On en parle partout au Québec, tout le monde s’y oppose, mais en quoi ça vous concerne? Auparavant, lorsqu’un milieu humide était affecté par une construction, on pouvait compenser en protégeant un milieu humide sur un autre terrain. Donc, on échangeait un milieu humide contre un autre, deux ou trois fois plus grand, qu’on s’engageait à protéger. Maintenant, ce n’est plus possible, le gouvernement ne veut plus que l’on protège d’autres milieux humides, il veut de l’argent, beaucoup d’argent. On parle de 20 à 80 $ du mètre carré selon la valeur marchande du terrain, et non selon la valeur écologique. Quand tu prévois acheter un grand terrain pour faire un grand projet, ça représente plusieurs centaines de milliers sinon des millions de dollars.

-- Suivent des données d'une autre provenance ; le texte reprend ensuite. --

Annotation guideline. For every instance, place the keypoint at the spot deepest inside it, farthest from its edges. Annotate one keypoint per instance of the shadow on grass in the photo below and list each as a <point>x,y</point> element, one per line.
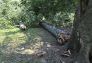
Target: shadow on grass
<point>36,40</point>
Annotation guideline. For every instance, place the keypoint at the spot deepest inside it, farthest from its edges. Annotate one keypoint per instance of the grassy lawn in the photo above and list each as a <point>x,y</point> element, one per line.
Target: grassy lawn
<point>17,46</point>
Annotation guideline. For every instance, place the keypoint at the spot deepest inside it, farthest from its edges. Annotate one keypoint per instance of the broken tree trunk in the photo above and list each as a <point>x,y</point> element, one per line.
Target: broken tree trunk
<point>61,35</point>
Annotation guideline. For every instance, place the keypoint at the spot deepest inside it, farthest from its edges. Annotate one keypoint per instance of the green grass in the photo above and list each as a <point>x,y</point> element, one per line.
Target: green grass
<point>12,40</point>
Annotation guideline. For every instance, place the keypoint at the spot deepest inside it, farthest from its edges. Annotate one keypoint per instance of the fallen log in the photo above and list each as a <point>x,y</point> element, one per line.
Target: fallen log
<point>62,35</point>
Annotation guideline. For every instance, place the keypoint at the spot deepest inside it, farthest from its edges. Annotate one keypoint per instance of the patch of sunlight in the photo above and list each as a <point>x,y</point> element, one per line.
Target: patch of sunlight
<point>35,45</point>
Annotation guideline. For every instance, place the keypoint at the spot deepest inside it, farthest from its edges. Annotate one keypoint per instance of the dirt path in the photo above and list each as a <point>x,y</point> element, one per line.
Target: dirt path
<point>42,48</point>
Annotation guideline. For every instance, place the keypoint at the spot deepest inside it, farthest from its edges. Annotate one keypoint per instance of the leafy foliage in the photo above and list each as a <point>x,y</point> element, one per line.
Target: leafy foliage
<point>32,11</point>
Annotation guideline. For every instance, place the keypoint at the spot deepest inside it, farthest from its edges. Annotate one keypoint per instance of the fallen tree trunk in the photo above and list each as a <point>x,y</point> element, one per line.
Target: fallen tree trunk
<point>61,35</point>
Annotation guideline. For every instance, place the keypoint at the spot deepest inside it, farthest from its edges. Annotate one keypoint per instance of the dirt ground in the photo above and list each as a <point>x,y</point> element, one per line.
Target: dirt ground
<point>41,49</point>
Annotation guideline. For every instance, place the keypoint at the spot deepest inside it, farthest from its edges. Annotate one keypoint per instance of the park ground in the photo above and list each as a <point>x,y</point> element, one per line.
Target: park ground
<point>34,45</point>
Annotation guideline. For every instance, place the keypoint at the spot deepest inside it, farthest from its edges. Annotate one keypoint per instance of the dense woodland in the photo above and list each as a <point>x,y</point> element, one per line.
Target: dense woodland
<point>75,15</point>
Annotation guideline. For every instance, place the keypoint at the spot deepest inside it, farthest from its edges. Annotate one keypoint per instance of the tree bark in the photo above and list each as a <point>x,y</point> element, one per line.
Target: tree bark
<point>81,35</point>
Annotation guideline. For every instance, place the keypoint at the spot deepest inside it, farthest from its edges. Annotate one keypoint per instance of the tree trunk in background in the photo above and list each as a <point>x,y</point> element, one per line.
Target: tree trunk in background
<point>81,40</point>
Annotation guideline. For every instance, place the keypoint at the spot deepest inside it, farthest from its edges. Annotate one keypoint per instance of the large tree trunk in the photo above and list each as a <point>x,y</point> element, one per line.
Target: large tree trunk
<point>82,32</point>
<point>62,35</point>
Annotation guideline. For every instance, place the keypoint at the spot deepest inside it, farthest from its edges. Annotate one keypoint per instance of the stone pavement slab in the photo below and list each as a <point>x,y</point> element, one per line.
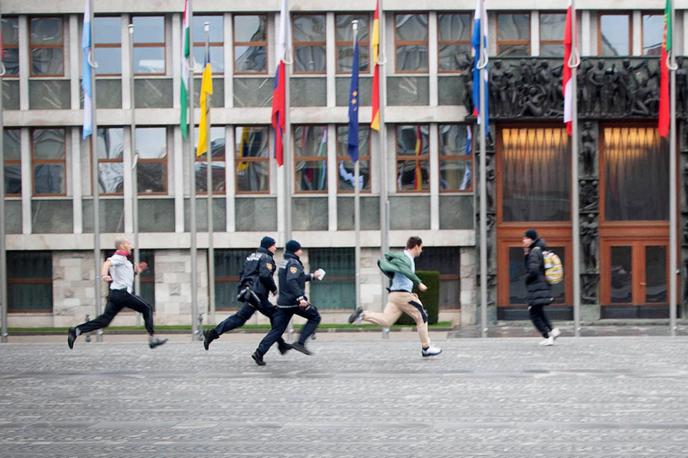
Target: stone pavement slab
<point>358,396</point>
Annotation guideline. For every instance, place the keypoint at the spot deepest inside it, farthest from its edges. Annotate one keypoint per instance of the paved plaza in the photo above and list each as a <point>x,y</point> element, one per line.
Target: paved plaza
<point>358,396</point>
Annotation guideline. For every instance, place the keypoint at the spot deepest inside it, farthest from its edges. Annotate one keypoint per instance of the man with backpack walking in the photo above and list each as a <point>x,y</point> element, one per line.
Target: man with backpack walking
<point>538,286</point>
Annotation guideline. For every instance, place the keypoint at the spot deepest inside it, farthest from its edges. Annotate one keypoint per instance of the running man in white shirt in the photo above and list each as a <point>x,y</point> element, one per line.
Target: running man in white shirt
<point>119,271</point>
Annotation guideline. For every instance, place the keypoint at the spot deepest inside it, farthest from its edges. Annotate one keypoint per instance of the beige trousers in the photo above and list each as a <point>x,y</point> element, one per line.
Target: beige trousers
<point>397,304</point>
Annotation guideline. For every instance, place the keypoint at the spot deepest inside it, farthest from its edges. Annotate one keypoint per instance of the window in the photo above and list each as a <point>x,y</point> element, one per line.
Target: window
<point>338,289</point>
<point>454,41</point>
<point>151,146</point>
<point>310,151</point>
<point>107,39</point>
<point>310,53</point>
<point>552,27</point>
<point>411,43</point>
<point>228,264</point>
<point>29,281</point>
<point>345,168</point>
<point>636,175</point>
<point>149,45</point>
<point>217,147</point>
<point>250,44</point>
<point>444,260</point>
<point>10,44</point>
<point>110,145</point>
<point>48,160</point>
<point>252,159</point>
<point>12,152</point>
<point>47,46</point>
<point>215,37</point>
<point>456,158</point>
<point>614,34</point>
<point>653,33</point>
<point>535,174</point>
<point>513,34</point>
<point>413,158</point>
<point>345,43</point>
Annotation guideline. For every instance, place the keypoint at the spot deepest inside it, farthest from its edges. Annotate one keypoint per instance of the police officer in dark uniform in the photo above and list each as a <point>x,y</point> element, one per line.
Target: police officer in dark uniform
<point>291,301</point>
<point>256,284</point>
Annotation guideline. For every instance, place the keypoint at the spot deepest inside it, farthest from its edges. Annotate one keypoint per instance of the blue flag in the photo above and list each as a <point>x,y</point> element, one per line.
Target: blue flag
<point>353,108</point>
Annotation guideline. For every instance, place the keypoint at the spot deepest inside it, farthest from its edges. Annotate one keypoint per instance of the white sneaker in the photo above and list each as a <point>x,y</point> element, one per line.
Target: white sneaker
<point>431,351</point>
<point>548,342</point>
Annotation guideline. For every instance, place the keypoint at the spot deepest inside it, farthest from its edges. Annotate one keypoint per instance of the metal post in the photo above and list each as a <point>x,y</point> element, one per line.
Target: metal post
<point>575,206</point>
<point>482,65</point>
<point>674,268</point>
<point>3,256</point>
<point>209,186</point>
<point>357,206</point>
<point>134,166</point>
<point>191,157</point>
<point>95,182</point>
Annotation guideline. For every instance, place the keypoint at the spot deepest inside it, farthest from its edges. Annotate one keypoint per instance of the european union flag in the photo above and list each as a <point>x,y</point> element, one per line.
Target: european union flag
<point>353,107</point>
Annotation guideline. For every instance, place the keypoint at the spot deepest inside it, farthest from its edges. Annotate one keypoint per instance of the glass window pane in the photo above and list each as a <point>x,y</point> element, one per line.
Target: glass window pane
<point>107,30</point>
<point>109,61</point>
<point>536,174</point>
<point>614,35</point>
<point>622,267</point>
<point>151,142</point>
<point>636,174</point>
<point>110,141</point>
<point>49,179</point>
<point>655,274</point>
<point>552,26</point>
<point>46,31</point>
<point>249,28</point>
<point>653,31</point>
<point>149,29</point>
<point>48,143</point>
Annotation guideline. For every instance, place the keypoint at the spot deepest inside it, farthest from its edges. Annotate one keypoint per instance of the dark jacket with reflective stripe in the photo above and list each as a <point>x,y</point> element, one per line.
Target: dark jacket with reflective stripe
<point>292,281</point>
<point>257,273</point>
<point>539,291</point>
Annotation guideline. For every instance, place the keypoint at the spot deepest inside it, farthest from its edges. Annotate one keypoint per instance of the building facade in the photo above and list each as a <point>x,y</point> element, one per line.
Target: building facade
<point>429,151</point>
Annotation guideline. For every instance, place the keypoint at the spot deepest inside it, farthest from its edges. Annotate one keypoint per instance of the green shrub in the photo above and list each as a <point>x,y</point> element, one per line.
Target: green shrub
<point>430,298</point>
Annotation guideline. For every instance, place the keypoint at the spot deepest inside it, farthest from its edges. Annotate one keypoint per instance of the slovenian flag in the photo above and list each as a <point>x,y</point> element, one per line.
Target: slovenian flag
<point>279,102</point>
<point>86,71</point>
<point>479,31</point>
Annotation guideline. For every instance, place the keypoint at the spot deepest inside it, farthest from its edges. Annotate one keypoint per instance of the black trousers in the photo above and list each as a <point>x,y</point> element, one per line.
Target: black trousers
<point>280,321</point>
<point>117,300</point>
<point>539,319</point>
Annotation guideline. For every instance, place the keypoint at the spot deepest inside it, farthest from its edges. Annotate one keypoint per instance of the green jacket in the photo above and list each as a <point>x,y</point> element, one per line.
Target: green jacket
<point>397,262</point>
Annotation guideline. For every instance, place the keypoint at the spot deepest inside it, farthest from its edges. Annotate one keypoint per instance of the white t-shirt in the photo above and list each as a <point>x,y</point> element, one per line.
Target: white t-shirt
<point>122,273</point>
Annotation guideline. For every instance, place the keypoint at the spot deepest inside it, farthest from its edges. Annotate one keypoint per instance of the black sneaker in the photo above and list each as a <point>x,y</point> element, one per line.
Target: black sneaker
<point>156,342</point>
<point>356,316</point>
<point>208,336</point>
<point>302,348</point>
<point>258,358</point>
<point>71,337</point>
<point>284,348</point>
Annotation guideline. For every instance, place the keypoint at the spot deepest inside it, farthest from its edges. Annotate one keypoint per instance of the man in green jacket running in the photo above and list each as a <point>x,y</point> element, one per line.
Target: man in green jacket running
<point>401,270</point>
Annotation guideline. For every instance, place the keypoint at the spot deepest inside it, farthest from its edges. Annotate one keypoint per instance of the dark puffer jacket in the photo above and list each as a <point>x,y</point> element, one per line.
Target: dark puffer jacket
<point>539,291</point>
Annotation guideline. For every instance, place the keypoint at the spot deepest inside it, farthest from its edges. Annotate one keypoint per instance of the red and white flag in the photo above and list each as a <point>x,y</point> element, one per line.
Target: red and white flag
<point>566,79</point>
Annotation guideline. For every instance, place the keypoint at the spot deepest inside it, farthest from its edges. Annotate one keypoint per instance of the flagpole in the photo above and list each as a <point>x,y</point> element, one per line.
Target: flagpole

Un milieu humide n’est pas qu’un marécage. La définition est organisée pour ratisser très large. Vous comprendrez donc l’impact de la loi 132 sur le développement de nos municipalités. Les conséquences financières sont tellement gigantesques que les promoteurs vont maintenant chercher des terrains secs, sinon la rentabilité sera affectée ou impossible. Pourtant, la méthode précédente avait un réel impact environnemental avec la préservation d’un milieu humide ailleurs. Désormais, ça prend un gros chèque. Ça va drôlement compliquer la croissance de nos villes et brouiller nos plans de développement. En espérant qu’au moins, les sommes soient réinvesties chez nous si rien ne change.